063. Local authorities must have a commercial mindset when thinking about their assets and set clear and achievable goals in advance and measure results against them

Working with the private sector to make the most out of assets requires a commercial mindset from local authorities. While many local authorities have experience in commercial services and feel comfortable with the risks associated with this, for those that do not, are moving into a new market or scaling up significantly, having a clear commercial mindset that is shared and understood at all levels of the local authority, is vital. There must be a clear focus on the gap in the market that they are looking to fill, who competitors will be, and the potential for and scale of risk.

Setting out early on what the benefits should be and then measuring them is important to ensuring that projects stay on track and are able to provide the commercial or public service returns that they were originally set up to deliver. Key performance indicators (KPIs) help to make sure everyone involved in a project understands whether it is a success against clearly defined criteria. They give the councils and partners the time to step in and make changes if results are not going to plan. Another benefit of a clear long-term plan and KPIs is that they will also help to overcome ‘best value’ issues that can arise for councils when involved in long-term partnerships.

Case study 3: Resetting a Bristol City Council joint venture to achieve its initial goals

Bristol Is Open (BIO) is a joint venture between the University of Bristol and Bristol City Council to provide services and knowledge that capitalise on a unique publicly-owned asset belonging to the city – a broadband cable ducting network – and the strengths of its university. But due to a lack of business focus, lack of investment and insufficient organisational structure, the asset and the partnership was failing to meet its objectives. BIO required recurring investment from shareholders, was being run on goodwill and was not meeting its KPIs.

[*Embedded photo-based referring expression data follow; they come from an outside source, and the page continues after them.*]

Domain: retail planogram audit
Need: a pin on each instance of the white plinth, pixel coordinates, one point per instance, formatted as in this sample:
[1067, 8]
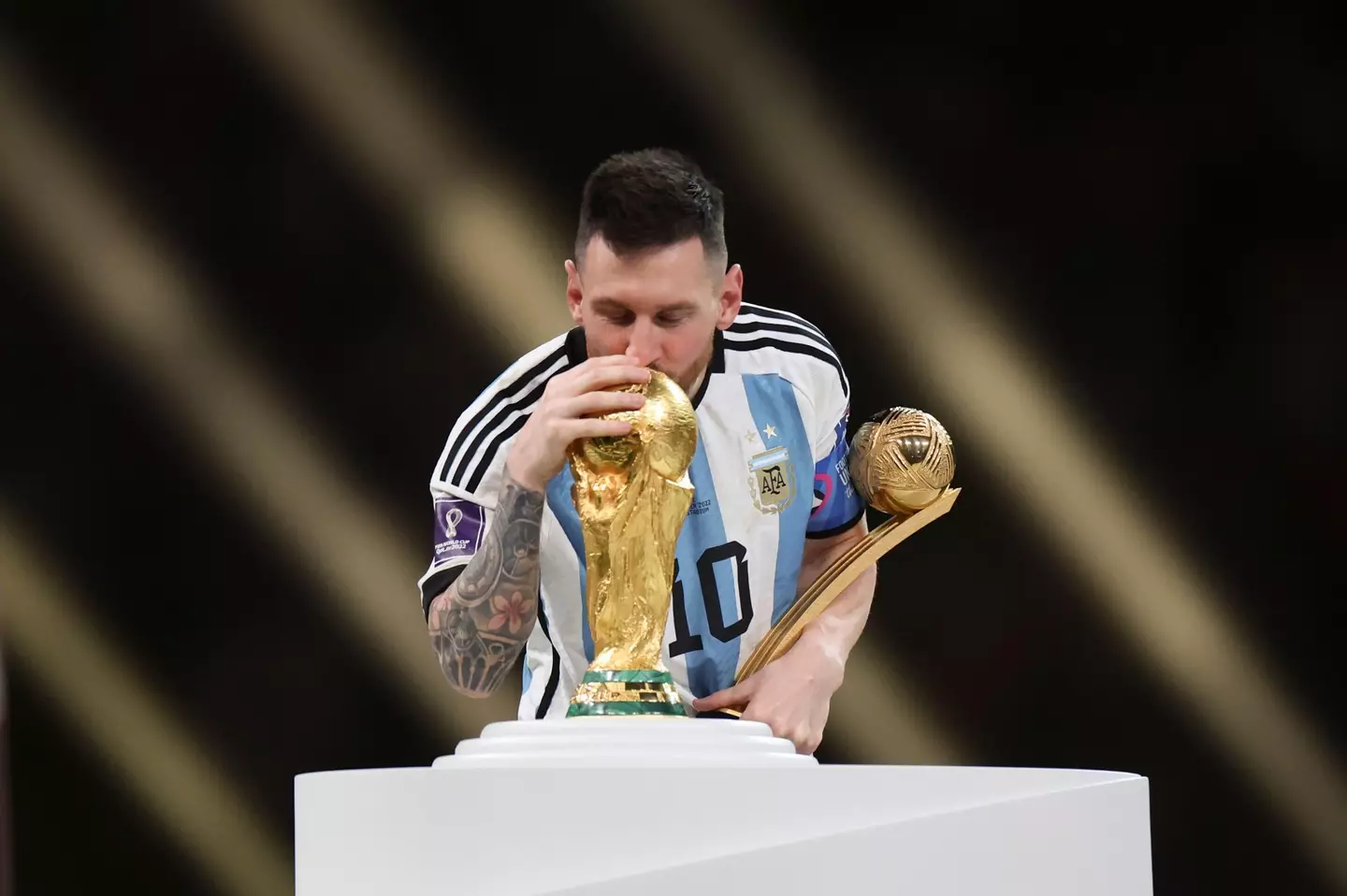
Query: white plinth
[666, 806]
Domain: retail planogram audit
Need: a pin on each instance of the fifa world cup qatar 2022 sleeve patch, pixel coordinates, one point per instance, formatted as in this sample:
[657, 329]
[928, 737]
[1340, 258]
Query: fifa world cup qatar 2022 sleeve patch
[458, 528]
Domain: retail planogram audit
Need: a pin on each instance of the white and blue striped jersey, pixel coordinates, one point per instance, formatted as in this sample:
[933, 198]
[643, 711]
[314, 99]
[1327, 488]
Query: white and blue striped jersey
[769, 470]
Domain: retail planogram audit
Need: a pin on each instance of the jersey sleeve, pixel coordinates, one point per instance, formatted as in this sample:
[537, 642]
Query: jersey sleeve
[459, 522]
[468, 474]
[836, 507]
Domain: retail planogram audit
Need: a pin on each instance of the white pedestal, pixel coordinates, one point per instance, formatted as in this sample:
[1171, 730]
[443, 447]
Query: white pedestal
[670, 806]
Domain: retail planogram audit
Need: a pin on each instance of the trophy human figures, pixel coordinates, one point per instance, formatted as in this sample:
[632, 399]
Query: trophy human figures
[632, 495]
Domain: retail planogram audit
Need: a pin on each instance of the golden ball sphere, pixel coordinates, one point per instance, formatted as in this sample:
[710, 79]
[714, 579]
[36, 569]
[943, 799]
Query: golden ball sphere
[902, 459]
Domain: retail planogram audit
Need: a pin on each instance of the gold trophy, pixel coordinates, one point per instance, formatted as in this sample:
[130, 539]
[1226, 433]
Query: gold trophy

BIO was set up with a £5.3 million capital grant from central government but could not be funded every year. From the outset it was clear that the joint-venture had to make enough money to build up reserves and reinvest. The partnership aimed to use the city’s ducting network to develop an open programmable city by putting in place a platform to develop and prove ‘Smart Cities’ technology.

The collaboration was meant to allow the city to use this asset to lever in expertise and investment into the city from the technology, media and telecommunications industries, universities, local communities, and local and national government. This fitted into the broader vision of Bristol’s economic development, as well as the then Mayor of Bristol’s goal of becoming a more sustainable and equal city using the ‘smart’ approach. It would attract firms and academics to the city to use the platform and help to train engineers for the future. The partnership would eventually supply state-of-the-art services to the shareholders and other potential customers on a competitive, commercial basis.

This vision for the asset to help support the city’s economic development meant that action was taken to put the joint venture on track. An outside body was brought on board with experience of how to operate in this market and make the most of the network and skills of the university. It added to the assets and skills of the city and University and set out to:

  • Develop a new business plan
  • Renew focus to offer only the services of highest market value
  • Design and implement a new organisational structure
  • Introduce new funding arrangements

As shown in section 4 below, having the right resources to run the project was also a key part in improving the governance arrangements that made the organisation more commercially minded. A new, independent chair with extensive knowledge of the industry was brought in to provide outside, expert guidance to the board.

Previously the board was equally split with two representatives from each organisation, meaning that BIO was still heavily beholden to the shareholders’ separate interests. The independent chair helped ensure the focus was on the long-run success of the joint venture – to the benefit of both partners– rather than on the understandable short-term interests of the board members’ parent organisations.

With a change in political leadership in Bristol in 2016, there were some shifts in the vision for the city’s economy from the new mayor. BIO was flexible enough to refocus its work so that the asset was used to more clearly support these new aims as part of the original plans for the programme.

Today the joint venture is on a stable financial footing, performing according to the original aspirations, and Bristol’s unique public asset is being used to help shape the city’s economic development in tune with the new mayor’s ambitions for the city. BIO has helped Bristol to be named a leading UK Smart City.